Gene expression profiling for survival prediction in pediatric rhabdomyosarcomas: a report from the children's oncology group

Abstract

Purpose: We investigated whether tumors from diagnostic biopsies of primary rhabdomyosarcoma (RMS) contain relevant prognostic information in the form of gene expression signatures that can be used to model and predict outcome of patients.

Patients and methods: A 22,000-probe set microarray was used to evaluate 120 RMS specimens and correlate gene expression patterns to survival. Multivariate gene expression models or metagenes were developed using cross-validated Cox regression proportional hazards modeling and were evaluated using Kaplan-Meier analysis.

Results: A 34-metagene, based on expression patterns of 34 genes, was highly predictive of outcome. It was not highly correlated with individual clinical risk factors such as patient age, stage, tumor size, or histology. However, it was correlated with a risk classification used by the Children's Oncology Group and the biologic subsets of alveolar histology tumors.

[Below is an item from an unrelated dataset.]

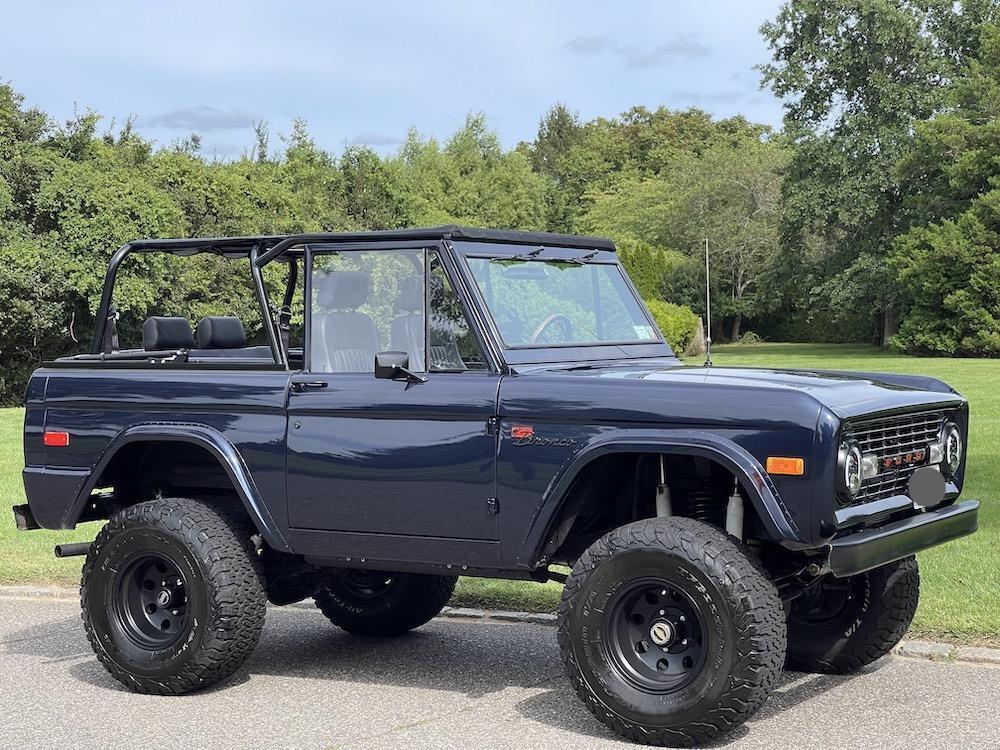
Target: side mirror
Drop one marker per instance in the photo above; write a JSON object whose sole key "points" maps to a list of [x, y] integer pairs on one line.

Conclusion: These data support further evaluation of RMS metagenes to discriminate patients with good prognosis from those with poor prognosis, with the potential to direct risk-adapted therapy.

Fig 1.

Metagene predictor scores determine outcome in rhabdomyosarcoma patients. (A) Histogram showing the binned distribution of the 34-metagene predictor scores for 120 patients (vertical purple lines highlight the tertile cut points). Kaplan-Meier survival analysis of all 120 rhabdomyosarcoma patients (B) using tertiles as groups and (C) for 113 RMS patients with known Children's Oncology Group (COG) risk groups (Table 2). Numbers below the curves indicate the number of patients at risk, and P values are from log-rank test. Int, intermediate.

Fig 2.

Evaluation of metagene predictor scores within Children's Oncology Group (COG) risk groups. Kaplan-Meier survival analysis of COG low-risk (A), intermediate-risk (B), and high-risk (C) patients using 34-metagene tertiles as groups. Numbers below the curves indicate the number of patients at risk, and P values are from log-rank test.

Fig A1.

Development, evaluation, and validation of metagene continuous predictors of rhabdomyosarcoma (RMS) patient outcome. Metagene models were developed using a model-building cohort of 120 patients from North American Intergroup Rhabdomyosarcoma Study (IRS) and Children's Oncology Group (COG) clinical trials under reiterative Cox regression modeling with 50% sample cross-validation.

Fig A2.

Evaluation of the best metagene model. Metagenes were generated by building in a step-wise procedure from the ranked list of the best single gene predictors as determined by reiterative cross-validation. Cox regression χ² values plotted for each metagene generated (blue curve, triangles) were compared with those generated from a permuted data set (gold curve) for the rhabdomyosarcoma metagenes built in a step-wise procedure from the ranked gene list (Supplementary Table 1). Arrow indicates the peak χ² statistics for a 34-probe set metagene or 34-metagene. Generation of metagenes on a permuted data set indicates that the Cox regression model χ² values are not likely attributed to chance alone (gold curve, circles).

Fig A3.

Interquartile range of 34-metagene scores for postsurgical risk groups (A) and histopathologic subtypes (B). The box plots show the 25th and 75th percentiles, the error bars show the minimum and maximum scores, and the middle bars show the median score on a logarithmic scale. RMS, rhabdomyosarcoma.